Published online by Cambridge University Press: 05 July 2014
A SYNOPSIS OF HISTORIESBEGINNING WITH THE DEATH OF THE EMPEROR NIKEPHOROS, THE EX-MINISTER OF FINANCE AND EXTENDING TO THE REIGN OF ISAAC KOMNENOS, COMPOSED BY JOHN SKYLITZES, THE KOUROPALATES WHO SERVED AS COMMANDER-IN-CHIEF OF THE WATCH
After the ancient writers, the best compendium of history was written, first by George the monk, synkellos to the most holy patriarch Tarasios, then by Theophanes the confessor, hegoumenos of the monastery of Agros. These men carefully read through the history books, making a précis of them in simple, unaffected language, touching exclusively on the substance of the events which had taken place. George began with the creation of the world and continued to [the time of] the tyrants, Maximian and Maximinos, his son. Theophanes took the other’s conclusion as his starting point and brought his work to an end with the death of the emperor Nikephoros, the ex-minister of finance. After [Theophanes] nobody continued their effort. There were those who attempted to do so, such as the Sicilian schoolmaster and, in our own time, the supremely honourable consul of the philosophers, [Michael] Psellos. There were others too but, because they took their task too lightly, they all failed to write with the requisite degree of accuracy. Many important events they omitted altogether and their works are of little value to posterity.
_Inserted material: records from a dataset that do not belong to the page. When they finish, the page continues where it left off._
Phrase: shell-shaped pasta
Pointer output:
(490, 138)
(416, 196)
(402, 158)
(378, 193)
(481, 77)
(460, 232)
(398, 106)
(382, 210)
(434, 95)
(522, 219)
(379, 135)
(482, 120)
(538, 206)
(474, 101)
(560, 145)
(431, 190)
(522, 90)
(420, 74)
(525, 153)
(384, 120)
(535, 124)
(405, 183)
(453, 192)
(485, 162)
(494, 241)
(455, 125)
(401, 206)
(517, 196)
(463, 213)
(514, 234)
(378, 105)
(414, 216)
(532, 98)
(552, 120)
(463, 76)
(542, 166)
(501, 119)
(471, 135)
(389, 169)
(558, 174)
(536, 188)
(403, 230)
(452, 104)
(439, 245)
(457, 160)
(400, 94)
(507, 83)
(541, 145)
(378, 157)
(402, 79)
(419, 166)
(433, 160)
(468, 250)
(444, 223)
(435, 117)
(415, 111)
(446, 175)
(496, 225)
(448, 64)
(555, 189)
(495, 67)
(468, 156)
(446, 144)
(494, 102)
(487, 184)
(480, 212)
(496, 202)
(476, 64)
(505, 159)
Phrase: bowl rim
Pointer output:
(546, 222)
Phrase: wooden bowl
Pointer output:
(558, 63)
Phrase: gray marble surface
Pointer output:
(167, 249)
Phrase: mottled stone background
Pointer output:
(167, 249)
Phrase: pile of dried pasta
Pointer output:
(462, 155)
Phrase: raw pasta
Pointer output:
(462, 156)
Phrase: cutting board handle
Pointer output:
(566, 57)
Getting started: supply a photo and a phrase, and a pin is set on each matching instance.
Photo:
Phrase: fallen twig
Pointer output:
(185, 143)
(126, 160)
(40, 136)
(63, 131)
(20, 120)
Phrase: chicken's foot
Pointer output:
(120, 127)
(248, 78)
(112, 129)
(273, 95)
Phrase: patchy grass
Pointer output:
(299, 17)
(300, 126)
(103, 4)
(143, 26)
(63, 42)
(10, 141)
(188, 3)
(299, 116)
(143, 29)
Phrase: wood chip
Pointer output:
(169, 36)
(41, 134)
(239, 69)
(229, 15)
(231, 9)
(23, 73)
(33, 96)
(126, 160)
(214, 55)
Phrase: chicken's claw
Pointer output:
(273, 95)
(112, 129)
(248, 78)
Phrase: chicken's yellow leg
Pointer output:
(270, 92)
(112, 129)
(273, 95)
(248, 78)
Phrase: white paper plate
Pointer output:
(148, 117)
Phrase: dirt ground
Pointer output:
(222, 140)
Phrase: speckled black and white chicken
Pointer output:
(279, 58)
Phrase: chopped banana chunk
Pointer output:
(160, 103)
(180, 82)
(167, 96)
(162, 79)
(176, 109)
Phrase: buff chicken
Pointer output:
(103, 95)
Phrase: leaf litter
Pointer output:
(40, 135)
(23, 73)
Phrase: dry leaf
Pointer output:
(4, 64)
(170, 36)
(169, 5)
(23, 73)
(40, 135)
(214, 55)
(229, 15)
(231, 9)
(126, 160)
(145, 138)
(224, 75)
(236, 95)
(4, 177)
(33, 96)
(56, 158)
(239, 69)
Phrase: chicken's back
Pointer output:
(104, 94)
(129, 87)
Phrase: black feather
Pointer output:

They are little more than calculations of the duration of each reign and reports on who held the sceptre after whom – no more. Even when they appear to mention certain events, these writers do their readers a disservice and no good because they fail to write about them accurately. Theodore Daphnopates, Niketas the Paphlagonian, Joseph Genesios and Manuel, these two of Constantinople, Nikephoros the deacon from Phrygia, Leo from Asia, Theodore, bishop of Side and his nephew of the same name who presided over the church of Sebasteia, Demetrios, bishop of Kyzikos and the monk John the Lydian – these all set themselves their own goals: maybe the glorification of an emperor, the censure of a patriarch, or to extol a friend – each attains his own ends under the guise of writing history and every one of them falls far short of the mentality of those godly men of whom we spoke.